Arrêts maladie : ce qui va changer dès le 1er septembre 2026

[Mis à jour le 30/07/2026] À compter du 1er septembre 2026, la durée de prescription des arrêts maladie sera davantage encadrée. Une première prescription ne pourra, en principe, pas dépasser 31 jours, tandis que chaque prolongation sera limitée à 62 jours. Mes Allocs vous explique les nouvelles règles applicables aux arrêts maladie.
- À partir du 1er septembre 2026, une première prescription d’arrêt maladie sera limitée à 31 jours.
- Chaque prolongation sera, en principe, limitée à 62 jours.
- Ces plafonds s’appliquent à chaque prescription et non à la durée totale de l’arrêt maladie.
- Une durée supérieure restera possible lorsque l’état de santé du patient le justifie.
- En 2025, l’Assurance Maladie a détecté et stoppé 49 millions d’euros de fraudes aux arrêts de travail.
Arrêt maladie : qu’est-ce qui change le 1er septembre 2026 ?
À compter du 1er septembre 2026, la durée d’une première prescription d’arrêt de travail pour maladie sera plafonnée à 31 jours. Chaque prolongation sera, quant à elle, limitée à 62 jours.
Ces règles s’appliqueront aux prescriptions initiales et aux prolongations établies à partir du 1er septembre 2026. Elles ne s’appliqueront donc pas aux prescriptions et aux prolongations établies avant cette date.
Quelle durée pour la prolongation d’un arrêt maladie ?
Ces durées constituent des plafonds applicables à chaque prescription médicale. Elles ne correspondent pas à une durée maximale totale de l’arrêt maladie. Un salarié pourra ainsi bénéficier de plusieurs prolongations successives si son état de santé le nécessite.
Le médecin ayant prescrit l’arrêt initial, le médecin traitant, la sage-femme ou le chirurgien-dentiste pourront dépasser ces plafonds lorsqu’une durée supérieure est nécessaire. Le professionnel de santé devra alors justifier cette décision sur la prescription, compte tenu de la situation du patient et, lorsqu’elles existent, des recommandations de la Haute Autorité de santé.
Arrêts maladie : que prévoit la loi contre les fraudes ?
Le projet de loi examiné au printemps 2026 a définitivement été adopté. Il est devenu la loi du 25 juin 2026 relative à la lutte contre les fraudes sociales et fiscales.
Cette loi renforce notamment l’encadrement des arrêts de travail prescrits à distance. Depuis le 27 juin 2026, une première prescription ou un premier renouvellement réalisé en télémédecine ne peut, en principe, pas dépasser trois jours.

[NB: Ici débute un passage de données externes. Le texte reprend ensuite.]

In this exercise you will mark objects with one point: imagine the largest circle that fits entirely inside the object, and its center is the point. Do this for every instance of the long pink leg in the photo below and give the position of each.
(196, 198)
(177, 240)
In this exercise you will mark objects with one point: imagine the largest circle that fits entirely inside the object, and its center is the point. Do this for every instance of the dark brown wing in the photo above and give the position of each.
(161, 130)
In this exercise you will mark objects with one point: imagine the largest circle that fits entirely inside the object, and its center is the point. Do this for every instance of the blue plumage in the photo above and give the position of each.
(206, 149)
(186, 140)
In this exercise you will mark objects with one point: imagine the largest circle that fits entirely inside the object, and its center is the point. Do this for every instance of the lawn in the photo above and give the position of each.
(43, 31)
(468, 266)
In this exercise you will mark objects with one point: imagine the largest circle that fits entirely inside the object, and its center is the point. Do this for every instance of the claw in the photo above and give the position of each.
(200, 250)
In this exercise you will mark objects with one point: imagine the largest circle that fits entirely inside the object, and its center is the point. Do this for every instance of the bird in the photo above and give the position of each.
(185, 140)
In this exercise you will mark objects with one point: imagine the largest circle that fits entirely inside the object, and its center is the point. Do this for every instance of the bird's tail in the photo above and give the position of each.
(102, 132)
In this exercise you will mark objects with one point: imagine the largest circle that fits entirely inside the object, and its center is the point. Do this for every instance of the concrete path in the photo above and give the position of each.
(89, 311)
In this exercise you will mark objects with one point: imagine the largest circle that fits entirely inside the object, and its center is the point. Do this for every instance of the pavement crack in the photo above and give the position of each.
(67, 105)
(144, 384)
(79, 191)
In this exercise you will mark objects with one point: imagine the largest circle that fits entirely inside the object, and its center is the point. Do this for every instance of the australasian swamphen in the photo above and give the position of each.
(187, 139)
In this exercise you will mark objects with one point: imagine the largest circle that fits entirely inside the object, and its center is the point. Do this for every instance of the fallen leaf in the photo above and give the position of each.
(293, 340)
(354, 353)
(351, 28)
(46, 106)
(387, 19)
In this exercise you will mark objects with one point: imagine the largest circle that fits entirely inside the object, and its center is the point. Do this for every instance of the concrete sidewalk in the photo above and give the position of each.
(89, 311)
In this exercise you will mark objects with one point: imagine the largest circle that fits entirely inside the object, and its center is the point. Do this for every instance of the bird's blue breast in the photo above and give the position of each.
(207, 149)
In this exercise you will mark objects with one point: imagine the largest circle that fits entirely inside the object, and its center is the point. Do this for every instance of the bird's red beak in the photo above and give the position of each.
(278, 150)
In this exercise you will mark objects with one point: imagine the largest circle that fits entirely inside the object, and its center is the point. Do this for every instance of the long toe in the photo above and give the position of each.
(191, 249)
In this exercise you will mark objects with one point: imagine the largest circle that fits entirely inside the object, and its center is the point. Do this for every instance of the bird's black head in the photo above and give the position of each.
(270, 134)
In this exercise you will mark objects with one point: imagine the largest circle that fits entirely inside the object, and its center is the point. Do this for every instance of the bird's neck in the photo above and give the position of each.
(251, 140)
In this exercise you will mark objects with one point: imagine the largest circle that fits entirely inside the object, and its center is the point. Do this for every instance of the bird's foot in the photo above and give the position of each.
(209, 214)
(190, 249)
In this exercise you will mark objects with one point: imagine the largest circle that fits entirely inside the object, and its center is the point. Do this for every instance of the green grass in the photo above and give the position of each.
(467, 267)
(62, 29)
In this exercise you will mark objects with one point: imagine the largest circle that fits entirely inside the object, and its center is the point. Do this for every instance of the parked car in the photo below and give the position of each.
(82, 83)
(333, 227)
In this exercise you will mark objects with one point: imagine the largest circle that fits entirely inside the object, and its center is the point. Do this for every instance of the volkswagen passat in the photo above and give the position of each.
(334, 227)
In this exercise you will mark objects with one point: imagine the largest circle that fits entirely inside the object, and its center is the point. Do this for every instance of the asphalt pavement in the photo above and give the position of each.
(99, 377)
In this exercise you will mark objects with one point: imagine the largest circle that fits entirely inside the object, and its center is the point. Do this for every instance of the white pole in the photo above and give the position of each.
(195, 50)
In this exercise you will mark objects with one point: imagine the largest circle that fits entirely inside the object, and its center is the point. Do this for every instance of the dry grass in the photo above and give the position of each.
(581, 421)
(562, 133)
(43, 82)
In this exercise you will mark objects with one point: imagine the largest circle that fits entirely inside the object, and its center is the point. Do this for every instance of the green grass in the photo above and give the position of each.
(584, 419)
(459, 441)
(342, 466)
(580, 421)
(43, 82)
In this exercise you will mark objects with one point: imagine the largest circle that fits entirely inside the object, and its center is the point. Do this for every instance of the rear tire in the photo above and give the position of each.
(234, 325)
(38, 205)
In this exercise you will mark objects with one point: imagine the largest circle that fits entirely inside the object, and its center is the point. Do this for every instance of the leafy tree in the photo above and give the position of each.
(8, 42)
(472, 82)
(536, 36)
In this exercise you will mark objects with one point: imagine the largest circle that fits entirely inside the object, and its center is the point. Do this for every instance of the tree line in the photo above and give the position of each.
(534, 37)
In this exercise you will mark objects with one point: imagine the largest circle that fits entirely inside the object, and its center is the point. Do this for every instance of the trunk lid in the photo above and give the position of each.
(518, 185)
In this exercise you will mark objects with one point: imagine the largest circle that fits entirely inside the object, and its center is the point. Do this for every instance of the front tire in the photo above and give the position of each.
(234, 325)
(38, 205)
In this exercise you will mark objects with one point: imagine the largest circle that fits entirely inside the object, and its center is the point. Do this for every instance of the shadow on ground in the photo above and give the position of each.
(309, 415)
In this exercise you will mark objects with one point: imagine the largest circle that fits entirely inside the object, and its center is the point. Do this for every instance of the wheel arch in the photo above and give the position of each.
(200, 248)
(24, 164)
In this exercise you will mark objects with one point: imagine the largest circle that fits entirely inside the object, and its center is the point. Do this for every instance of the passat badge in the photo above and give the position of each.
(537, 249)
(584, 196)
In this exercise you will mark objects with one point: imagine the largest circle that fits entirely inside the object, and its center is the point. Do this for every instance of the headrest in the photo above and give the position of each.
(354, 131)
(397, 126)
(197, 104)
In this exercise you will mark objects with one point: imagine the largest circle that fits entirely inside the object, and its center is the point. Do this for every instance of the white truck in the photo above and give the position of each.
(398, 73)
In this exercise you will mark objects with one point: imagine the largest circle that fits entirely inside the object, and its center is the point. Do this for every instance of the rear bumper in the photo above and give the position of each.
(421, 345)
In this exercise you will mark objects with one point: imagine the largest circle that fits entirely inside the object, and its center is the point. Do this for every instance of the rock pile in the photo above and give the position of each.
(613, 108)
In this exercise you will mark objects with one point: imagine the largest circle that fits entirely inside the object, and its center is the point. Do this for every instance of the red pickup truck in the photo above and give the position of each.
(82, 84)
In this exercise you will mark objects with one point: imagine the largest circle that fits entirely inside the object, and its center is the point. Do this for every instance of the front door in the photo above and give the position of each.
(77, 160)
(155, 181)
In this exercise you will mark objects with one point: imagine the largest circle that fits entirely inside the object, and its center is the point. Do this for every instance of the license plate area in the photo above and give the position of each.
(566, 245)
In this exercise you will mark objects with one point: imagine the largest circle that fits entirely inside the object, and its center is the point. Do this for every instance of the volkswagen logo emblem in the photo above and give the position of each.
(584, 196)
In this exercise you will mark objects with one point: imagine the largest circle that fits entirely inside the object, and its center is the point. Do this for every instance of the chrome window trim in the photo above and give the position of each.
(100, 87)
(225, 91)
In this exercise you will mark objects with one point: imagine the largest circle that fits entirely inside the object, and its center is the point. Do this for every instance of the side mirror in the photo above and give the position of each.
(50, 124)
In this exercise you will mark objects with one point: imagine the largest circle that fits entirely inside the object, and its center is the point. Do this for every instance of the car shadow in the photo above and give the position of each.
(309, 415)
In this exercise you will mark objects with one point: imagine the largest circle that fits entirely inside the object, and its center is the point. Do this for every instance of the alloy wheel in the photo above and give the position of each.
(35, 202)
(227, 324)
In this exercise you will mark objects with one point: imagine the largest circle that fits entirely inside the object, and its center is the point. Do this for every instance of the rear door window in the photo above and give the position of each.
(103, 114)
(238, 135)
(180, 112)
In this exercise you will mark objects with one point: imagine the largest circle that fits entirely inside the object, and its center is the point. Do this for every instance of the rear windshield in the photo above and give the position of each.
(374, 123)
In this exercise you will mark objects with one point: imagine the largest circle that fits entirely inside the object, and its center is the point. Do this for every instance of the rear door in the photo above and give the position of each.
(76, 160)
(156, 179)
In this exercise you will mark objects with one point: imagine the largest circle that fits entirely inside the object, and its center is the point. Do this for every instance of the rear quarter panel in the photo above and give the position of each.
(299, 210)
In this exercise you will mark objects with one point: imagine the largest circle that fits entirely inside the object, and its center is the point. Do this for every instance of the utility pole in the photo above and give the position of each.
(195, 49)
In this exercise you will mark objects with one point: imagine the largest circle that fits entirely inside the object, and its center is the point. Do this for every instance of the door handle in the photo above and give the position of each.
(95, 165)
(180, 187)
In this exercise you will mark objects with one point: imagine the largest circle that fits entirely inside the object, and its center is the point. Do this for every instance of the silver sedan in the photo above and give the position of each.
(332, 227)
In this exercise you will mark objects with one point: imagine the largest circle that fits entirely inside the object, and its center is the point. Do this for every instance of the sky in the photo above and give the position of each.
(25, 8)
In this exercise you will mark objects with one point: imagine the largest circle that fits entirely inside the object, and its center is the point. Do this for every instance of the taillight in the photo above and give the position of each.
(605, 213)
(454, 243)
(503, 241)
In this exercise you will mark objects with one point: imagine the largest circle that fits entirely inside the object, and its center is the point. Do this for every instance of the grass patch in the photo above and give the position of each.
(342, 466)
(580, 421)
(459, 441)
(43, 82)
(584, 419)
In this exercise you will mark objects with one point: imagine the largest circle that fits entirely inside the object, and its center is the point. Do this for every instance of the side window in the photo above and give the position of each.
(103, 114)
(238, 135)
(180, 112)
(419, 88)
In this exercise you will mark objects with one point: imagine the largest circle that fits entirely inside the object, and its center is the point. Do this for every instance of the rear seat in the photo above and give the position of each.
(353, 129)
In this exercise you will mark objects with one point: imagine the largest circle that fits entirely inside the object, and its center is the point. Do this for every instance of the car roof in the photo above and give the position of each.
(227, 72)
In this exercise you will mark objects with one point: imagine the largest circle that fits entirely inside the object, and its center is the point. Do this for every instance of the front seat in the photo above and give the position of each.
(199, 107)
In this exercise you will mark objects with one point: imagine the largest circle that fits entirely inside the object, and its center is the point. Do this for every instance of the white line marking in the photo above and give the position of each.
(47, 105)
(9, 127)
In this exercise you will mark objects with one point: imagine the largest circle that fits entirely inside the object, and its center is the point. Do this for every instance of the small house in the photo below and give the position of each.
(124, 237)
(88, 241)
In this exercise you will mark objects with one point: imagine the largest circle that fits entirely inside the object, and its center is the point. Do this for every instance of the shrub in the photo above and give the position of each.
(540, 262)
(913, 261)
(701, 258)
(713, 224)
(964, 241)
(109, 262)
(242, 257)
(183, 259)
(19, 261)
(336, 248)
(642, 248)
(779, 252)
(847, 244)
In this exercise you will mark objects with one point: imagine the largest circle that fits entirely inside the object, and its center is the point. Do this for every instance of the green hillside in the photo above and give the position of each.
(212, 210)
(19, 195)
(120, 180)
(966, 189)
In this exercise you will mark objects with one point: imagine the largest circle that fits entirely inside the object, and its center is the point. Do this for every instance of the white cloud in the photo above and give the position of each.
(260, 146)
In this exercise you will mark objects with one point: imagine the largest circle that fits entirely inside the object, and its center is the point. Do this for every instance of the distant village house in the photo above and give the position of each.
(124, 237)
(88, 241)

Aucun renouvellement ultérieur ne peut normalement être prescrit à distance.
En 2025, l’Assurance Maladie a détecté et stoppé 723 millions d’euros de fraudes, soit une hausse de 15 % en un an. Les fraudes liées aux arrêts de travail ont représenté près de 49 millions d’euros.
Quelles sont les précédentes mesures sur les arrêts maladie ces dernières années ?
Renforcement des contrôles
Le Gouvernement a également intensifié les contre-visites médicales. Depuis le 5 juillet 2024, l’État permet à l’employeur de mandater un médecin pour faire une contre-visite d’un salarié en arrêt de travail, soit à son domicile soit à son lieu de repos.
L’entreprise peut procéder à cette contre-visite si elle verse des indemnités complémentaires à celles de la Sécurité sociale. Si le salarié ne peut pas justifier son arrêt maladie ou son absence à son domicile ou lieu de repos lors du contrôle, l’employeur peut suspendre le versement des indemnités complémentaires.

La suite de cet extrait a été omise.